Our unit rule is 1kg per hour maximum and isolated UF (eg. 1000ml in 30 min) if they are really overloaded! 6% sounds about right though.

Specializes in Nephrology, Cardiology, ER, ICU.

Thanks Farkinott - nice to know that is what is done internationally too.

Specializes in Nephrology-Dialysis.
Our unit rule is 1kg per hour maximum and isolated UF (eg. 1000ml in 30 min) if they are really overloaded! 6% sounds about right though.

May I revive this old thread. I'm making a little search as I've come across a this "body weight percentage" as I was reviewing our protocols.

Same goes here. We follow a maximum UF rate of 1L per hour, and when sequential UF is necessary it would be for 1L for 30 mins.

However based on recent articles (with links found on another thread) we are considering shifting to the 13mL/Kg/hr guidleline.

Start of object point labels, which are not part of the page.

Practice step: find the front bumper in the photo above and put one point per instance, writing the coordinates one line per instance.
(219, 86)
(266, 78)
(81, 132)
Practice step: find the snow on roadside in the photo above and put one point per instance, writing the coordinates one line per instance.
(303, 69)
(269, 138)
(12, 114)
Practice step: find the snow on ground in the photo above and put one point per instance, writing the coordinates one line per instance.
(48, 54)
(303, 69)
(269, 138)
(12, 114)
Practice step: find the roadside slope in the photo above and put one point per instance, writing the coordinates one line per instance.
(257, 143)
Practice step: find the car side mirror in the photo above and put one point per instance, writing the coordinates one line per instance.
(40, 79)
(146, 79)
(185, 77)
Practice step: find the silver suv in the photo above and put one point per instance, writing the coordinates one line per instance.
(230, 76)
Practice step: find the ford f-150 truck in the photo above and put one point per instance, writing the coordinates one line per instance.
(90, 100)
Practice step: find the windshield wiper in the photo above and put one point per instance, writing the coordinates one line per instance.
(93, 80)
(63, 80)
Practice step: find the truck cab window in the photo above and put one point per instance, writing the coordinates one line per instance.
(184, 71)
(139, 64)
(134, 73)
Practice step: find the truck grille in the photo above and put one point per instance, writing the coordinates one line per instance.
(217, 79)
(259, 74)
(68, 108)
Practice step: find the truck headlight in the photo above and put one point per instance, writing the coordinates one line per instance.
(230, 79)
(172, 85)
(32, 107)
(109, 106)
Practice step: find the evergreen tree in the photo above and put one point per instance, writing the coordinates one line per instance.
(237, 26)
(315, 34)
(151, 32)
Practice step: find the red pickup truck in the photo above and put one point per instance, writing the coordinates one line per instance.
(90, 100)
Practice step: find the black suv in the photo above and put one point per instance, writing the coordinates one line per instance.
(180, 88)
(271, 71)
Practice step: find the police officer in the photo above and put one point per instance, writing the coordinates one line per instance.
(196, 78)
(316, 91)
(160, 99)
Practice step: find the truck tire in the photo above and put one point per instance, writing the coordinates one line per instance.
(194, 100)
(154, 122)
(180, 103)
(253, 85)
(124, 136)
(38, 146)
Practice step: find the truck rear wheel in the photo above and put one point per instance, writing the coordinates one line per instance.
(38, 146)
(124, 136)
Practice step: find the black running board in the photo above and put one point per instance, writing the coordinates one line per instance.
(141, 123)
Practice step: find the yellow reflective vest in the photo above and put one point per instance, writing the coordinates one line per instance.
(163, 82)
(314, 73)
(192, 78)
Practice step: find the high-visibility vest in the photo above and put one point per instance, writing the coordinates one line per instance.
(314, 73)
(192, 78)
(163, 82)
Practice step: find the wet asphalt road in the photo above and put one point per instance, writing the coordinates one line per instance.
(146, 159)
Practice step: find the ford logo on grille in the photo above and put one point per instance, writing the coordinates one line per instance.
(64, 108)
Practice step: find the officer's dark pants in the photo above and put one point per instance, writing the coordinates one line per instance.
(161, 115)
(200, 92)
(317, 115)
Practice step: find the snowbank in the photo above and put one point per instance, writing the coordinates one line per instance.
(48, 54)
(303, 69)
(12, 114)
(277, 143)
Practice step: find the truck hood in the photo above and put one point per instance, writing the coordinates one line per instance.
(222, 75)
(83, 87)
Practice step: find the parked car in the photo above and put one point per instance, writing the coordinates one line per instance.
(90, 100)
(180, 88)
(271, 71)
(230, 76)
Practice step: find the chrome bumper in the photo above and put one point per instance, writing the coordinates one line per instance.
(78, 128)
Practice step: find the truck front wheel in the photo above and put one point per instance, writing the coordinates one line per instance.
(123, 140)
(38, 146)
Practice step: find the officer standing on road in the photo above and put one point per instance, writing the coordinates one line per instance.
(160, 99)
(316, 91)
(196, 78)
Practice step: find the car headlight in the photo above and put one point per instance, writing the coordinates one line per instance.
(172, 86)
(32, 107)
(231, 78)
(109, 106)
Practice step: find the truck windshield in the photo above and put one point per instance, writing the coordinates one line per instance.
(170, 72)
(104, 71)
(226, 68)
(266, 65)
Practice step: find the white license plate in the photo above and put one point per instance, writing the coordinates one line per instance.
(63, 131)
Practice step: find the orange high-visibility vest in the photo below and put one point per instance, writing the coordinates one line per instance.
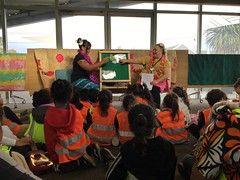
(124, 132)
(206, 112)
(14, 127)
(141, 100)
(172, 129)
(85, 108)
(70, 145)
(102, 129)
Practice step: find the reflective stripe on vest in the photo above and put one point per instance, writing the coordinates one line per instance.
(6, 149)
(126, 133)
(71, 140)
(174, 131)
(236, 112)
(35, 130)
(65, 151)
(14, 127)
(100, 138)
(175, 141)
(100, 127)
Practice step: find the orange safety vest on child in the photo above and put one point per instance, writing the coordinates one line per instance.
(172, 130)
(124, 132)
(206, 112)
(86, 106)
(14, 127)
(102, 129)
(141, 100)
(64, 135)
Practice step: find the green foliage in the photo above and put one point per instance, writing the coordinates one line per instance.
(224, 39)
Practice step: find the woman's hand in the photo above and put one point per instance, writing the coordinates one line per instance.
(23, 141)
(105, 60)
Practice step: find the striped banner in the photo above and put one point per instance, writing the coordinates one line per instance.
(12, 72)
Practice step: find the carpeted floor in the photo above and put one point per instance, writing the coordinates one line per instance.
(98, 173)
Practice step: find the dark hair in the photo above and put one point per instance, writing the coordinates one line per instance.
(135, 89)
(162, 46)
(105, 98)
(83, 43)
(141, 119)
(141, 91)
(61, 91)
(147, 95)
(83, 94)
(41, 97)
(214, 96)
(128, 101)
(76, 99)
(171, 101)
(182, 94)
(93, 95)
(237, 83)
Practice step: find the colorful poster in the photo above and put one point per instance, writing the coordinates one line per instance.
(12, 72)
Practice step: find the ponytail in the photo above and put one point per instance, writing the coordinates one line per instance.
(142, 121)
(83, 43)
(170, 101)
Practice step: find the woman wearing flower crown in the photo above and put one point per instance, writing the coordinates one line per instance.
(160, 67)
(85, 71)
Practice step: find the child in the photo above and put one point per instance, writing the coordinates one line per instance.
(183, 103)
(102, 129)
(80, 100)
(93, 96)
(65, 138)
(142, 93)
(213, 96)
(145, 156)
(171, 121)
(41, 102)
(122, 125)
(236, 87)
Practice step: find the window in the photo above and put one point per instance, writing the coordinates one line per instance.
(131, 5)
(86, 27)
(177, 7)
(35, 35)
(130, 32)
(214, 8)
(221, 34)
(178, 31)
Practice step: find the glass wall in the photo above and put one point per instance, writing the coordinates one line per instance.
(130, 5)
(220, 34)
(34, 35)
(86, 27)
(130, 32)
(1, 43)
(178, 31)
(214, 8)
(177, 7)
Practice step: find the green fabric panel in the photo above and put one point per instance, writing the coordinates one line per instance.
(122, 70)
(11, 76)
(213, 69)
(12, 54)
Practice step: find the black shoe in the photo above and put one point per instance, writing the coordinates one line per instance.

Specializes in Nephro-Dialysis / Intervention Radio.

+1 on the 13mL/kg/hour rule.

We have noticed a significant drop in intradialytic mortality rate when started following it.

Only 2 instances of a code in the past year in our chronic unit. Well it may be too premature too say, but having only 2 in a year as compared to what used to be an average of 5 is a good thing.

In my unit we had guidelines, no more than 1L per hour, but this was not always followed. Those of us that knew the patients knew what they could handle taking off. Sometimes much less than the 1L per hour, occasionally a little bit more. Sequential allowed us to take more off. We also had people come in for extra treatments. If symptomatic we would decrease the goal. Our issue was the chronic noncompliance and a lot of patients who did not follow fluid guidelines at all and then knew they could come in for extra treatments whenever they felt like it. And guess who stays late to do it? Me. It was maddening to have patients come in with 2liter of Dr Pepper and drink the whole thing during treatment. The patient was diabetic and came in for extra treatments every week. I was not allowed to enforce the no drinking or eating policy in my facility because it decreased our customer service scores. So there the patients sit eating their KFC value meal and drinking more fluid than we could take off......and guess whose fault it is that they cant get to their dry weight, ours of course.